Sintió alivio cuando escuchó el clic que indicaba que él había cortado la comunicación. Miró a su alrededor para observar si alguien la miraba, pero nadie parecía hacerlo. Los empleados del Centro aparentaban no preocuparse por las vidas ajenas y no meterse en los asuntos de los demás, pero ella sabía por experiencia propia que todos se sabían al dedillo la vida de los demás. Y ella era una persona especialmente significada, y ahora más que nunca necesitaba volverse invisible.
Apenas almorzó, pero nadie comentó su falta de apetito. Procuró no parecer ansiosa por marcharse, pero en cuanto fue la hora cogió el bolso y dejó la oficina.
Se impuso conducir despacio para llegar a su casa. Una vez allí, se cambió con parsimonia buscando el chándal más favorecedor. No es que tuviera muchas esperanzas de conmoverle, pero al menos lo intentaría. De manera que se retocó el maquillaje, se puso un chándal que creía le sentaba bien y salió como tantas otras tardes a correr por los alrededores de su casa situada en aquel barrio elegante y discreto de Sablon, muy cerca de la place Royale y del Museo de Arte Antiguo. En aquel edificio vivían dos altos funcionarios de la OTAN y, como bien sabía, estaba vigilado. En realidad Bruselas era una ciudad vigilada noche y día donde los servicios de espionaje propios y ajenos no se perdían de vista.
Pasó por delante de las estatuas de los condes de Egmont y de Horn, víctimas siglos atrás de la Corona española, y corrió alrededor de la verja del parque, una verja de hierro forjado decorada con columnas de estilo gótico.

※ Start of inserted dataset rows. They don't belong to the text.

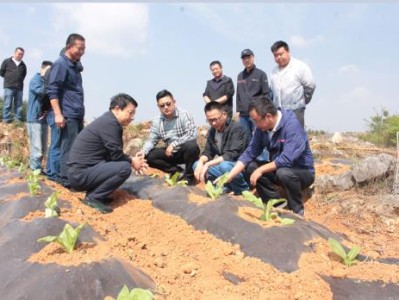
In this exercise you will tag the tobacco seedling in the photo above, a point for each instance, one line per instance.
(67, 238)
(215, 191)
(51, 208)
(134, 294)
(348, 258)
(267, 208)
(33, 182)
(174, 180)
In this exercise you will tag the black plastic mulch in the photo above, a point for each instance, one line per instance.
(20, 279)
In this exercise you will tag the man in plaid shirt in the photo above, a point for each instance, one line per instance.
(176, 128)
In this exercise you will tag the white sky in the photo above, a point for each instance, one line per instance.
(141, 48)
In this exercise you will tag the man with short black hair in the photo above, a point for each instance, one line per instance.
(96, 161)
(176, 128)
(66, 95)
(291, 81)
(13, 70)
(220, 88)
(251, 82)
(291, 161)
(36, 123)
(225, 142)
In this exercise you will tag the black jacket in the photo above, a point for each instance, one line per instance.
(13, 76)
(233, 144)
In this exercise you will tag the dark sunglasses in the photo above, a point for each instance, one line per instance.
(167, 104)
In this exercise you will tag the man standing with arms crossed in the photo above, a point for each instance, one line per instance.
(220, 88)
(65, 91)
(291, 82)
(13, 70)
(251, 82)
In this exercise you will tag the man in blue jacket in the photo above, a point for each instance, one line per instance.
(225, 142)
(13, 70)
(65, 91)
(291, 160)
(36, 124)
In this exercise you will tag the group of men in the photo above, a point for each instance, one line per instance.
(271, 119)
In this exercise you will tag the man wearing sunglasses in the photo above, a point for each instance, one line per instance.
(291, 160)
(225, 142)
(176, 128)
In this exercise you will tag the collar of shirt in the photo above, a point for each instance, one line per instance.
(17, 62)
(271, 132)
(175, 115)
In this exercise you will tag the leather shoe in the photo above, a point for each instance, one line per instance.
(98, 205)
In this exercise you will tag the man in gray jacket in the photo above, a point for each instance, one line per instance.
(13, 70)
(291, 82)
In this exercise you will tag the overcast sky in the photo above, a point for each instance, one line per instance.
(139, 49)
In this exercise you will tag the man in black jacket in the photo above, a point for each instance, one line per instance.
(13, 70)
(225, 143)
(220, 88)
(96, 161)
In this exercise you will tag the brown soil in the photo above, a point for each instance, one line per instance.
(189, 264)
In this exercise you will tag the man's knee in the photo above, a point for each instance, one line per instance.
(125, 170)
(285, 175)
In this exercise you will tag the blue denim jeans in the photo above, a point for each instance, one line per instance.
(37, 133)
(12, 97)
(237, 185)
(68, 135)
(248, 125)
(54, 152)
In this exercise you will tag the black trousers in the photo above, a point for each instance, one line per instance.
(188, 154)
(99, 180)
(293, 181)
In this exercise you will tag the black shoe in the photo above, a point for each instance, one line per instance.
(190, 178)
(98, 205)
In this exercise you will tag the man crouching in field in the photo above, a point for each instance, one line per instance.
(96, 162)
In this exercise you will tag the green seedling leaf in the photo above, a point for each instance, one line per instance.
(252, 198)
(349, 258)
(287, 221)
(51, 208)
(135, 294)
(67, 238)
(174, 180)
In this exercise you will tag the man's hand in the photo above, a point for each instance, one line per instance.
(59, 121)
(169, 151)
(197, 170)
(139, 163)
(255, 176)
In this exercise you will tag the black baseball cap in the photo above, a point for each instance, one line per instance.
(246, 52)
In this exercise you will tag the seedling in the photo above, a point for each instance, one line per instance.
(267, 208)
(348, 258)
(174, 180)
(33, 182)
(215, 191)
(51, 208)
(67, 238)
(135, 294)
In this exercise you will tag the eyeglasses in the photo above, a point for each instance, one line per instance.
(166, 104)
(211, 121)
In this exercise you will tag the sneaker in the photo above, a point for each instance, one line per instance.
(98, 205)
(300, 212)
(281, 205)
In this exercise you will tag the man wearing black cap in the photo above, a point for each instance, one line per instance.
(251, 82)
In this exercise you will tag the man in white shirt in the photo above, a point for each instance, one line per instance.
(291, 82)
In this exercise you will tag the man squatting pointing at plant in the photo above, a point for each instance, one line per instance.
(96, 161)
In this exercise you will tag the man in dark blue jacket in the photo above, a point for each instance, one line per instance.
(225, 142)
(13, 70)
(65, 91)
(96, 161)
(36, 124)
(291, 160)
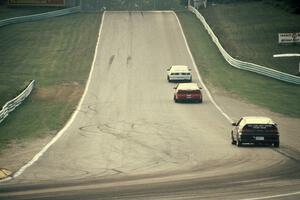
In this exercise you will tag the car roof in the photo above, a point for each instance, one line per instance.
(256, 120)
(179, 68)
(187, 86)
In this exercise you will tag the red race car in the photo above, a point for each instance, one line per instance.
(187, 92)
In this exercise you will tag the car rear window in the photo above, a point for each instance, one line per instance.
(260, 128)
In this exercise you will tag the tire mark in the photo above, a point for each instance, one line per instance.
(111, 60)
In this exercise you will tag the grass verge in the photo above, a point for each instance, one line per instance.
(57, 53)
(270, 93)
(249, 32)
(9, 12)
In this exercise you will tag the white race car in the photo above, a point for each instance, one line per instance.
(179, 73)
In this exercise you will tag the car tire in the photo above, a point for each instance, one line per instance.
(276, 144)
(233, 142)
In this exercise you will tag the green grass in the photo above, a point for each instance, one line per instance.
(249, 32)
(269, 93)
(57, 53)
(9, 12)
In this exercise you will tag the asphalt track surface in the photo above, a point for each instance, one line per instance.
(129, 140)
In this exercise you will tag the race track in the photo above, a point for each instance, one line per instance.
(129, 140)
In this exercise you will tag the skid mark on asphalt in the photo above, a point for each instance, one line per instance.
(289, 152)
(129, 58)
(111, 60)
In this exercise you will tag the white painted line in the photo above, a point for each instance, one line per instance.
(274, 196)
(62, 131)
(199, 77)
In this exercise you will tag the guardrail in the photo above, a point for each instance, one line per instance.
(245, 65)
(12, 104)
(41, 16)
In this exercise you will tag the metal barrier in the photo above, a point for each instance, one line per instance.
(245, 65)
(12, 104)
(41, 16)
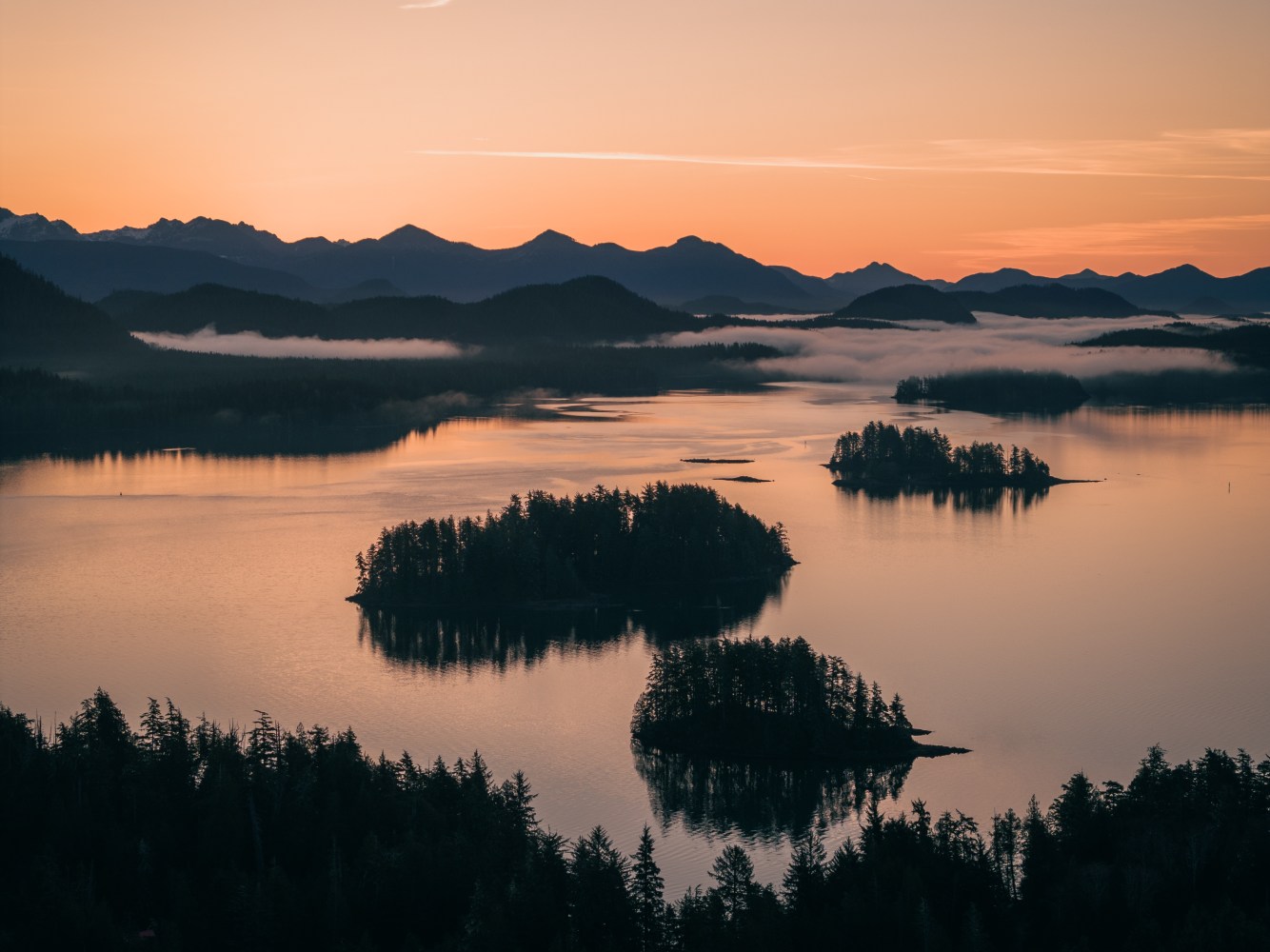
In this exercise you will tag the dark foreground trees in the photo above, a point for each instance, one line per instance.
(881, 453)
(189, 836)
(541, 547)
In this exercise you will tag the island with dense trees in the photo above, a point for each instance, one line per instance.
(883, 455)
(197, 837)
(996, 391)
(770, 700)
(540, 548)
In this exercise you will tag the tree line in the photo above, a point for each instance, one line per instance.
(541, 547)
(996, 391)
(190, 836)
(882, 453)
(764, 697)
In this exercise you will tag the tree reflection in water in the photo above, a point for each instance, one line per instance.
(763, 802)
(522, 636)
(976, 499)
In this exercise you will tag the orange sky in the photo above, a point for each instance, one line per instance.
(1121, 135)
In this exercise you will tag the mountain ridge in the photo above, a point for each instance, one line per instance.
(419, 262)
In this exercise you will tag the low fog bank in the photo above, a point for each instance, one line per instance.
(927, 348)
(250, 345)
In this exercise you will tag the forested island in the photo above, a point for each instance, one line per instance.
(883, 455)
(996, 391)
(192, 836)
(540, 547)
(770, 700)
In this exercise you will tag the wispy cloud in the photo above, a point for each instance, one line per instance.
(251, 345)
(1240, 155)
(747, 162)
(1168, 238)
(882, 357)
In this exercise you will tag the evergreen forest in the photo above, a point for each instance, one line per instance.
(767, 700)
(881, 453)
(541, 547)
(189, 836)
(996, 391)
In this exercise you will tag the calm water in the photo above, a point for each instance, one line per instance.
(1050, 635)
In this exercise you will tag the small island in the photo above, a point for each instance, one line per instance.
(764, 700)
(996, 391)
(883, 456)
(604, 544)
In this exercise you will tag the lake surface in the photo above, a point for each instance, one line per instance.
(1050, 634)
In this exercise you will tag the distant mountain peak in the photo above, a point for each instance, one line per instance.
(551, 239)
(411, 236)
(1187, 270)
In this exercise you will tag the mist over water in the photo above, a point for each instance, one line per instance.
(882, 357)
(251, 345)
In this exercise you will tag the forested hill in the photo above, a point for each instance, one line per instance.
(908, 303)
(583, 310)
(196, 837)
(883, 455)
(764, 700)
(1052, 300)
(38, 322)
(543, 547)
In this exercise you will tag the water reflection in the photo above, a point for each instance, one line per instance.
(471, 639)
(763, 802)
(980, 499)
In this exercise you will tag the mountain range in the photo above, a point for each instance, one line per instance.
(171, 255)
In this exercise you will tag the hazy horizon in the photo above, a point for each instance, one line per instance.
(950, 277)
(943, 139)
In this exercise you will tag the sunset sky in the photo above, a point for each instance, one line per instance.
(945, 139)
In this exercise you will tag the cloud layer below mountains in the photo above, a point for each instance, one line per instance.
(251, 345)
(886, 356)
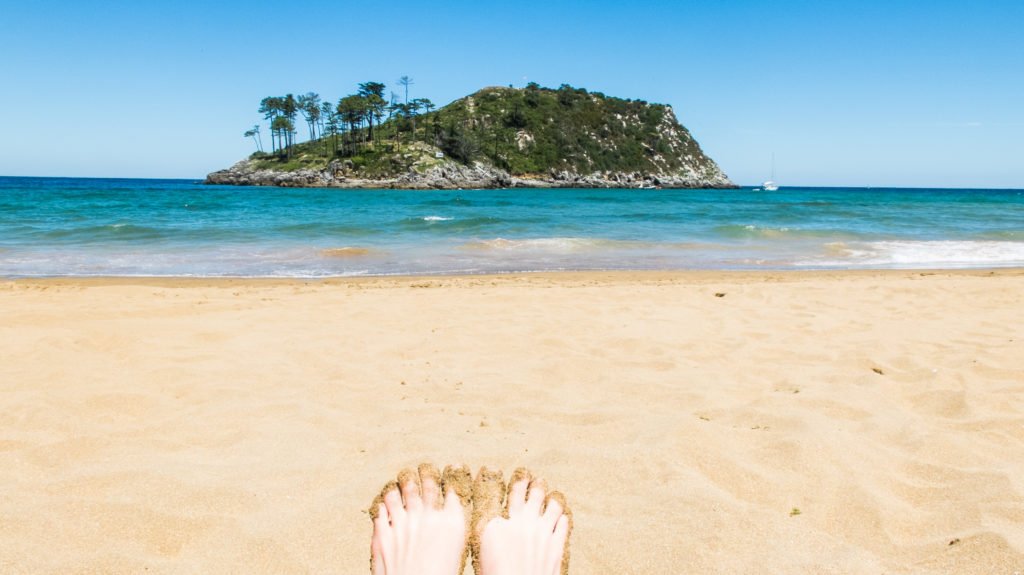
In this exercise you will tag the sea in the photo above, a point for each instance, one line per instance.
(147, 227)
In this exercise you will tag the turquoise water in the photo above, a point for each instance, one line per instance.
(55, 226)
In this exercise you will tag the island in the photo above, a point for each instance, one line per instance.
(498, 137)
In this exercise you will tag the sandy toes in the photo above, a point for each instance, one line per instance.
(530, 537)
(420, 523)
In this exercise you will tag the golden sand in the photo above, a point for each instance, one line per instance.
(801, 423)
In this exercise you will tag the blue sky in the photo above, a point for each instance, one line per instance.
(843, 93)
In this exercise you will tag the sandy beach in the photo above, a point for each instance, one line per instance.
(840, 423)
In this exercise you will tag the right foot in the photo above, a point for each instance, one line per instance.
(420, 523)
(529, 537)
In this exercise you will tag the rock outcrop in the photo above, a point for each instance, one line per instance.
(453, 175)
(506, 137)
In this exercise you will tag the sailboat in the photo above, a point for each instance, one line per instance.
(770, 185)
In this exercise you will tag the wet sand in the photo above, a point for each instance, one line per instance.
(698, 423)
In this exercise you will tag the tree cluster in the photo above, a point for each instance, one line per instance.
(344, 127)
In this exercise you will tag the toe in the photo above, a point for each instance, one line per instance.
(553, 507)
(516, 499)
(560, 547)
(488, 490)
(409, 483)
(535, 498)
(429, 485)
(392, 502)
(376, 558)
(457, 484)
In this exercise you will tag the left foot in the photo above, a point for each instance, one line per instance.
(420, 523)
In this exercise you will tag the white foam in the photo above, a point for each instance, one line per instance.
(922, 254)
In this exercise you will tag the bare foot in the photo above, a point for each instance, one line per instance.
(530, 537)
(420, 523)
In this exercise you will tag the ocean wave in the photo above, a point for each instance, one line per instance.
(920, 254)
(325, 228)
(453, 202)
(448, 224)
(346, 252)
(118, 231)
(557, 245)
(751, 231)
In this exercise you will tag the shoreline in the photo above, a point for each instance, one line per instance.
(568, 277)
(856, 422)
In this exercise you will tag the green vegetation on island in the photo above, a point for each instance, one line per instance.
(519, 133)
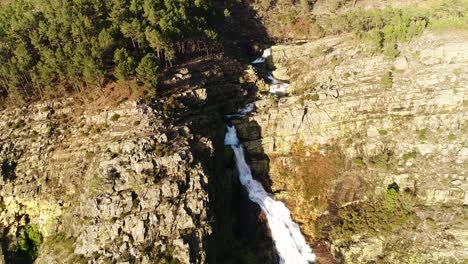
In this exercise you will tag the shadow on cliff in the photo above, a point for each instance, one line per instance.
(213, 89)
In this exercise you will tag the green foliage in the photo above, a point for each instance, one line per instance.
(452, 137)
(380, 216)
(382, 29)
(51, 47)
(29, 241)
(125, 64)
(383, 132)
(410, 155)
(422, 134)
(115, 117)
(147, 70)
(387, 80)
(383, 161)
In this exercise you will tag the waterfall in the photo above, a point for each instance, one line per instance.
(289, 242)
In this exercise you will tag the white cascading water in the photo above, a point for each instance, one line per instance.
(290, 243)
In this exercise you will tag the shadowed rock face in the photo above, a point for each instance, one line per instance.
(411, 133)
(115, 184)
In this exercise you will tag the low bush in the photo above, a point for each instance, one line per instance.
(379, 216)
(387, 80)
(29, 241)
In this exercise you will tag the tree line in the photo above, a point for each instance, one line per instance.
(50, 47)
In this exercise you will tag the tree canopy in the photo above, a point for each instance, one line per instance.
(48, 47)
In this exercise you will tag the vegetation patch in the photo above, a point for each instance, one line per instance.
(115, 117)
(410, 155)
(306, 175)
(387, 80)
(379, 216)
(29, 241)
(49, 48)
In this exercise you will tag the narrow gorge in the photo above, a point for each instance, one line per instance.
(243, 132)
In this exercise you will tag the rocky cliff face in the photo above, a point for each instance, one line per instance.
(101, 186)
(400, 122)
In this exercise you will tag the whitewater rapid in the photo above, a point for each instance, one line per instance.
(289, 242)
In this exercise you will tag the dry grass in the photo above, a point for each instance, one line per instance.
(307, 176)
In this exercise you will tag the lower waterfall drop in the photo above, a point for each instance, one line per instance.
(290, 244)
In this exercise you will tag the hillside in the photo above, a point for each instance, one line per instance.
(113, 125)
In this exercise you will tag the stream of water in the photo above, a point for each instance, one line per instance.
(290, 244)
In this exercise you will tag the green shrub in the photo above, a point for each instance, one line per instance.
(383, 132)
(115, 117)
(410, 155)
(387, 80)
(452, 137)
(359, 163)
(29, 241)
(379, 216)
(422, 133)
(391, 51)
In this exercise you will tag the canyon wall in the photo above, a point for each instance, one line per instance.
(106, 185)
(401, 121)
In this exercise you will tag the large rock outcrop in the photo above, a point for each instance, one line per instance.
(112, 185)
(399, 121)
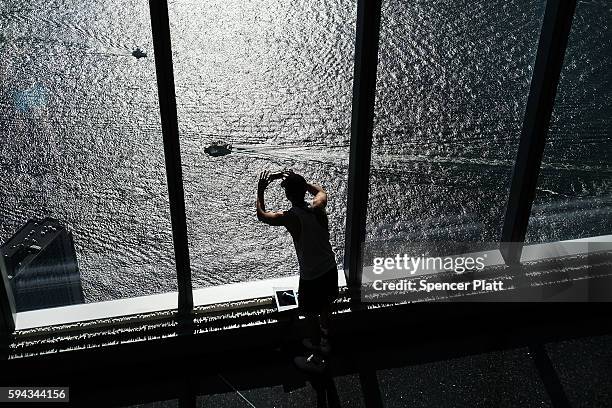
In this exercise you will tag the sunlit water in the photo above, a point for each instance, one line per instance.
(80, 138)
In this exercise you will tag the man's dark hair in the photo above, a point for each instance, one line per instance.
(295, 186)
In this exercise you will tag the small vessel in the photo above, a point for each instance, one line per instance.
(138, 53)
(218, 148)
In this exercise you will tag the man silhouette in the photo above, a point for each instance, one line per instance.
(309, 227)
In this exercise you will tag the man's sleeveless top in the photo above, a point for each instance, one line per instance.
(313, 249)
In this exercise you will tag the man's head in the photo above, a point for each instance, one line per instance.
(295, 187)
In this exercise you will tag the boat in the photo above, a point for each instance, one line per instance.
(138, 53)
(219, 148)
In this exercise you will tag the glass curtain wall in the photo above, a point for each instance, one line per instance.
(574, 193)
(273, 79)
(453, 81)
(81, 143)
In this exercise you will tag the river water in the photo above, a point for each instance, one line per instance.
(80, 136)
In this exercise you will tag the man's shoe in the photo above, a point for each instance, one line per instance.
(312, 364)
(324, 347)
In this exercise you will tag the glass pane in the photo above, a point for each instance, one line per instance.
(574, 194)
(81, 143)
(274, 80)
(453, 80)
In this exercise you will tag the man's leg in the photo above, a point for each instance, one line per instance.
(312, 321)
(324, 318)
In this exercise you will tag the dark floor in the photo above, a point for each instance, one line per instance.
(575, 373)
(414, 355)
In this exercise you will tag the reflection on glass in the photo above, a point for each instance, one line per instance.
(259, 85)
(453, 80)
(80, 142)
(574, 194)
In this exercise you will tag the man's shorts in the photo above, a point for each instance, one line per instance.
(317, 294)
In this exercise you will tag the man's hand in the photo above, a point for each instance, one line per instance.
(264, 181)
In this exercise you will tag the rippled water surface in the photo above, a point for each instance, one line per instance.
(80, 138)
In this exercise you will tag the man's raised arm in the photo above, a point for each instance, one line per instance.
(267, 217)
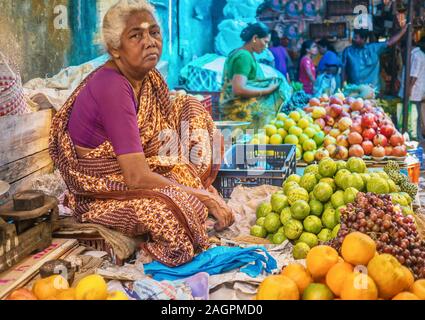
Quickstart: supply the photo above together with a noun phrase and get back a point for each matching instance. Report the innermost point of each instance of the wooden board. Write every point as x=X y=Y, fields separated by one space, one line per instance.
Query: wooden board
x=24 y=135
x=22 y=273
x=26 y=183
x=22 y=168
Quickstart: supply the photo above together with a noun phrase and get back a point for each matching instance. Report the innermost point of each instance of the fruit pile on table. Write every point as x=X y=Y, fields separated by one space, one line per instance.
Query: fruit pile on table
x=359 y=273
x=310 y=209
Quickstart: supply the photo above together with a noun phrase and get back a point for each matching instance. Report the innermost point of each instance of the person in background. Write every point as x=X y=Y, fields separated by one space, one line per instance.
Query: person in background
x=307 y=70
x=246 y=94
x=329 y=57
x=280 y=54
x=416 y=89
x=361 y=60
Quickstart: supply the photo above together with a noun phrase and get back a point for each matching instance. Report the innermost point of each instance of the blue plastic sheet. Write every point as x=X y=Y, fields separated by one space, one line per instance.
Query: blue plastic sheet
x=216 y=261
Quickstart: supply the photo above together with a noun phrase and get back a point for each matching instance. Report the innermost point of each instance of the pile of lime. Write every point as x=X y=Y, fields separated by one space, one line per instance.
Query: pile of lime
x=307 y=209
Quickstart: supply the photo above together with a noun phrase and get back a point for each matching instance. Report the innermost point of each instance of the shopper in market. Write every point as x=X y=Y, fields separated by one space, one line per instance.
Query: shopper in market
x=107 y=143
x=246 y=94
x=307 y=70
x=281 y=56
x=361 y=60
x=416 y=90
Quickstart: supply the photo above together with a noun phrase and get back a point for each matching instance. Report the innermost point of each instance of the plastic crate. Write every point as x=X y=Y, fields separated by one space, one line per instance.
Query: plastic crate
x=255 y=165
x=419 y=153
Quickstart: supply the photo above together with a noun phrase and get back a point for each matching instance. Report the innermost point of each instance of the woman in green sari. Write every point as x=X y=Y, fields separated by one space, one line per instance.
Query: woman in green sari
x=246 y=94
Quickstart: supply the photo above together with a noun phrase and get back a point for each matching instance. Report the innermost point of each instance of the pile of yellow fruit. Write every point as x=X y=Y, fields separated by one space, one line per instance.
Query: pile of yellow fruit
x=56 y=287
x=360 y=274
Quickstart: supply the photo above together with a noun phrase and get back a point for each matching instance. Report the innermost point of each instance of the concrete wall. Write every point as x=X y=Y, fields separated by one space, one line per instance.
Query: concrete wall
x=44 y=36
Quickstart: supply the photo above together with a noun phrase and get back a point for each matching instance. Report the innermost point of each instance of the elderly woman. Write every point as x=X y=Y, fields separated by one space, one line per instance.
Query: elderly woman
x=247 y=95
x=112 y=144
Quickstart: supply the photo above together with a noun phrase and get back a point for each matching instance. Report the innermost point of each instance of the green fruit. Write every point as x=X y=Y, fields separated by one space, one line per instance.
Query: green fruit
x=329 y=218
x=293 y=229
x=328 y=205
x=350 y=195
x=288 y=186
x=300 y=209
x=312 y=224
x=341 y=164
x=337 y=199
x=319 y=137
x=335 y=231
x=294 y=177
x=264 y=209
x=285 y=215
x=260 y=221
x=356 y=165
x=325 y=235
x=329 y=181
x=316 y=207
x=327 y=167
x=340 y=177
x=309 y=238
x=278 y=202
x=399 y=199
x=278 y=238
x=308 y=181
x=272 y=222
x=392 y=185
x=378 y=185
x=323 y=191
x=300 y=251
x=317 y=291
x=298 y=194
x=258 y=231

Aquel parque era pequeño pero muy verde, y a aquellas horas había poca gente.
Dejó vagar la mirada buscándole y no tardó en verle caminando distraídamente como quien no tiene prisa y se entretiene paseando. Intentó comportarse con naturalidad mientras se dirigía hacia él.
– Estás corriendo un riesgo muy grande viniendo aquí-le dijo ella.
– Sí, supongo que sí, pero necesitaba verte.
– ¿Sucede algo? -preguntó alarmada.
– Quiero que nos casemos.
Ella sintió que la sangre le subía a la cabeza. La petición de matrimonio de Salim la desconcertaba. ¿Cómo podía querer casarse con ella después de lo sucedido en Roma? Allí la había despreciado hasta hacerla sentir menos que nada, y ahora de repente le pedía que se casara con él.
– Pero ¿por qué? -se atrevió a preguntarle.
– ¿No sabes por qué? Porque te quiero. Siento lo que pasó. Quiero que cambies, que seas como yo, pero deseo que lo hagas porque me quieres tanto como yo te quiero.
En el tono helado de Salim no había ni una pizca de romanticismo, pero ella creyó que él estaba haciendo un gran esfuerzo por mostrarse arrepentido.